Dual-Constraint Privacy Enhancement (DCPE): Imposes hard constraints at the reasoning stage:
- Data Minimization: Only call tools strictly necessary for the explicit intent.
- Anti-Mosaic Protocol: Explicitly forbids synthesizing non-sensitive fragments into sensitive conclusions.
Multi-Role Consensus Defense (MRCD): Simulates an internal "Ensemble Voting" with three roles (Pragmatist, Compliance Officer, Security Expert) to review drafts. A response is only released if all roles agree.

3. Key Results

A. Empirical Diagnosis (Baseline Performance)
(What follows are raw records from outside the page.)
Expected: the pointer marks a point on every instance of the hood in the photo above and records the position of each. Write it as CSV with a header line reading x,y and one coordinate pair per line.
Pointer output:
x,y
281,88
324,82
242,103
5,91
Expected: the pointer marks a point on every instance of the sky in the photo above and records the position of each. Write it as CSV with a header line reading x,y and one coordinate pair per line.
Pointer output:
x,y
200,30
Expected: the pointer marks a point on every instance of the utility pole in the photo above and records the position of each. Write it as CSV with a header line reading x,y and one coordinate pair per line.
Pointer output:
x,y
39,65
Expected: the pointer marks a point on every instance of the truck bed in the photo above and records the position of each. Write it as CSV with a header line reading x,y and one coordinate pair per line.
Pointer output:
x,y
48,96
Evaluated on six state-of-the-art LLMs (including GPT-5.2, Qwen3, DeepSeek-V3.2, etc.):

Pervasive Risk: The average Overall Leakage Rate (OLR) is 62.11%, with an average H-Score of only 52.90%.
Implicit Dominance: Implicit leakage (49.33%) significantly exceeds explicit leakage (30.95%), proving that agents infer sensitive data internally even when they don't output it.
Reasoning Depth: Leakage primarily occurs at L3 (Synthesis), where the agent combines fragments. Models rarely activate L4 (Reflection) spontaneously to check for privacy.
Three Root Causes Identified:
1. Deficient Spontaneous Privacy Awareness: Models have the capability to reason about privacy but fail to activate it without explicit triggers.
2. Reasoning Overshoot: Stronger reasoning capabilities (Chain-of-Thought) paradoxically increase leakage by making the synthesis of sensitive conclusions more efficient.
3. Inference Inertia: Once a reasoning path is established, models resist correction, even when social context cues are introduced.
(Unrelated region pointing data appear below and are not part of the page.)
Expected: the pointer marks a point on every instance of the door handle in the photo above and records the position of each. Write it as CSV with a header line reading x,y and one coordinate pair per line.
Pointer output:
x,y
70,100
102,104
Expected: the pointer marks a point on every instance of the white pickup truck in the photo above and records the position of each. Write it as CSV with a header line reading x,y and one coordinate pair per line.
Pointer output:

B. Mitigation Effectiveness

DCPE (Dual-Constraint): The most effective for safety. It reduced the OLR by 37.00% (from 62.11% to 25.11%) and raised the H-Score to 79.20%. However, it incurred a 12.55% drop in task completion due to over-blocking.
MRCD (Multi-Role Consensus): Achieved the best balance. It raised the H-Score to 74.12% with only a 2.00% loss in task completion. It effectively filters risks while maintaining utility.
CIE (Contextual Integrity): Least effective on its own (H-Score +3.90) because it operates post-synthesis and cannot prevent the internal inference (implicit leakage) from occurring. However, it showed high efficacy (+18.92 H-Score gain) when combined with social context cues.
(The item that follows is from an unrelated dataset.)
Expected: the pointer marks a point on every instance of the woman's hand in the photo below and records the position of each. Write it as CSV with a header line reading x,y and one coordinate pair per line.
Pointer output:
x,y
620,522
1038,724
4. Significance and Contributions

New Risk Class: The paper formally defines and quantifies TOP-R, shifting the focus from "data retrieval" risks to "compositional inference" risks in autonomous agents.
Benchmark Infrastructure: TOP-Bench provides the first rigorous, automated framework to evaluate multi-tool privacy risks, addressing a gap where existing benchmarks only test single-tool or adversarial prompt injection scenarios.
Diagnostic Insights: The discovery that implicit leakage is the dominant threat and that stronger reasoning models are more prone to leakage challenges the assumption that better reasoning equals better safety.
Practical Mitigation: The proposed strategies (especially DCPE and MRCD) offer immediate, deployable solutions for developers to secure agent pipelines without retraining models. The findings suggest that hard constraints on reasoning (DCPE) or dynamic consensus (MRCD) are necessary to counter the "helpfulness" drive of LLMs.

In conclusion, the paper demonstrates that the very capability making agents powerful—their ability to orchestrate and synthesize information from multiple sources—is their greatest privacy vulnerability. It provides a roadmap for measuring and mitigating this "Mosaic Effect" in the next generation of AI agents.